Eso no fue una intervención externa, divina. Fue una emergencia natural de la vocación más profunda del ser. Y eso es lo que llamamos milagro: no algo extraño a la realidad, sino su plenitud cuando es habitada y se deja habitar por Dios.
La teoría de la emergencia nos ayuda a comprender que, cuando la realidad material se organiza —desde su propia posibilidad— con suficiente apertura, emergen niveles nuevos de realidad y posibilidad, irreductibles, verdaderos…
Así sucede con la vida, así sucede con la conciencia…, y así sucede con el milagro: cuando el ser se deja tocar por el Amor, algo nuevo aparece.
“Si, el milagro sucede en nuestro mundo: nosotros somos el resultado y el proceso del cosmos en búsqueda y r abierto a ser posible.”
Dios no interrumpe: confía
Dios no necesita “intervenir” para producir milagros. Ha sembrado su posibilidad en el mismo corazón de su creación. Y nosotros, cuando amamos, cuando perdonamos, cuando creemos, somos parte de ese milagro en movimiento.
El milagro no rompe la realidad: la revela, la hace posible. Y la sigue haciendo, cada vez que la realidad se abre… y deja pasar la luz.
Y ENTONCES…, ¿EXISTEN?
El milagro como plenitud de nuestro mundo.
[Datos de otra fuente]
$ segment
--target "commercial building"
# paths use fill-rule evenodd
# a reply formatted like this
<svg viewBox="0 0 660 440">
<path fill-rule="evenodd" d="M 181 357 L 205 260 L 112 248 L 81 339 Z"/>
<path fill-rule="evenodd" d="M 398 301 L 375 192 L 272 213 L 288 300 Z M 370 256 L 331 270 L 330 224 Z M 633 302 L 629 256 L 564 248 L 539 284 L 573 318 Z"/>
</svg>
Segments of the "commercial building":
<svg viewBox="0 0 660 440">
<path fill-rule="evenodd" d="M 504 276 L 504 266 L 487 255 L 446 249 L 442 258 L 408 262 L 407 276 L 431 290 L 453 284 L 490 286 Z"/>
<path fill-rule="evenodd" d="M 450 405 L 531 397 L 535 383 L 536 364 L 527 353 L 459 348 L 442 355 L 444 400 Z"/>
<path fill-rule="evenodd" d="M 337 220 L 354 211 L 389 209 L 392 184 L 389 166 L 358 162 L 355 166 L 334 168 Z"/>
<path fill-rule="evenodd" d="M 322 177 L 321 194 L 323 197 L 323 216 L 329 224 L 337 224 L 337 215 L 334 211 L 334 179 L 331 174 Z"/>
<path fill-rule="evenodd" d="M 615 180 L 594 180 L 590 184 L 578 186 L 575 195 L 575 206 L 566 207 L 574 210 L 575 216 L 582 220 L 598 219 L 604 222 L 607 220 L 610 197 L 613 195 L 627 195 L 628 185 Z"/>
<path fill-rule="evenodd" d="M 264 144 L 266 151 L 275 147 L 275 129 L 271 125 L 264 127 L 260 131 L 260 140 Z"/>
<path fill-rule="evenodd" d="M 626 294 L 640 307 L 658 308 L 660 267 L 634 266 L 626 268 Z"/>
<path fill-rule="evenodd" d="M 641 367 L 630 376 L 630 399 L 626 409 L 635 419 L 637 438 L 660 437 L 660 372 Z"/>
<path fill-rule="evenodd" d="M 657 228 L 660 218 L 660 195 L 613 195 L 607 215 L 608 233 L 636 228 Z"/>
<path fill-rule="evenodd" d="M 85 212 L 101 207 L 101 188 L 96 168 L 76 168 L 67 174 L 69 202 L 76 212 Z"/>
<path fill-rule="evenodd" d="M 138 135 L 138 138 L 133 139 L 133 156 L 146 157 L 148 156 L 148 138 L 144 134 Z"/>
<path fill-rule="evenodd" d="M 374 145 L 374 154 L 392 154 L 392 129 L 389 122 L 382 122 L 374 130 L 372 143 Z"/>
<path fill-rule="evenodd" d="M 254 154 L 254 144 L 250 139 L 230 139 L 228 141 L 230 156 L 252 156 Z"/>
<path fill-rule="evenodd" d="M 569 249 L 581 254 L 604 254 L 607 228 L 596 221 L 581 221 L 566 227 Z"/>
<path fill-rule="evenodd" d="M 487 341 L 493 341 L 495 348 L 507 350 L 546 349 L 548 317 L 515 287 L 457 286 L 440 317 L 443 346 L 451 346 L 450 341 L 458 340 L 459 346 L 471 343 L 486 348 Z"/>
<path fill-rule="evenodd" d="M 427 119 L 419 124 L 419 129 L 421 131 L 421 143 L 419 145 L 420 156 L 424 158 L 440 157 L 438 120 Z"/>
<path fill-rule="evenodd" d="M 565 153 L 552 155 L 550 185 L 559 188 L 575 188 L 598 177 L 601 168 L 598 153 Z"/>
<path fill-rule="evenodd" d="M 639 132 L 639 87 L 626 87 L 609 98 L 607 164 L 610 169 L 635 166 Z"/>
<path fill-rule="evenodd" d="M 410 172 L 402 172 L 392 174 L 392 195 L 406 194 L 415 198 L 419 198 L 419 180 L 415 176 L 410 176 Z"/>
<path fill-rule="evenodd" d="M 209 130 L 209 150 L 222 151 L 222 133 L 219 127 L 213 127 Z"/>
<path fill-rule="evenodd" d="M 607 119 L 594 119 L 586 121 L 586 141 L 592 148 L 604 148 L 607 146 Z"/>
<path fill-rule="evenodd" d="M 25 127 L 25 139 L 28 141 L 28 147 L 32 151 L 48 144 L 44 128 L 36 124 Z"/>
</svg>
No hay una sola forma de hablar del milagro. Y quizá por eso no debemos encerrarlo en definiciones. El milagro no es un recurso para convencer a incrédulos, ni un consuelo fácil para el que sufre. Es, más bien, una grieta por donde lo invisible se deja ver.
Un milagro no siempre es lo que pedimos. Ni lo que esperamos. Ni siquiera lo que entendemos.
A veces, solo al mirar en retrospectiva, descubrimos que algo cambió. Que una herida cicatrizó más allá del tiempo. Que una palabra abrió un camino. Que una noche oscura escondía una promesa…
Quizá no necesitamos que se rompan las leyes de la naturaleza, sino que se revele la hondura de lo natural cuando es habitado por Dios. Y eso —esa realidad en plenitud, esa materia transfigurada, esa humanidad reconciliada— es el verdadero milagro.
“No creo en los milagros, pero de que los hay, los hay…”
Y a veces, suceden donde alguien ama, donde alguien escucha, donde alguien se deja tocar… y todo, sin dejar de ser real, se vuelve más real.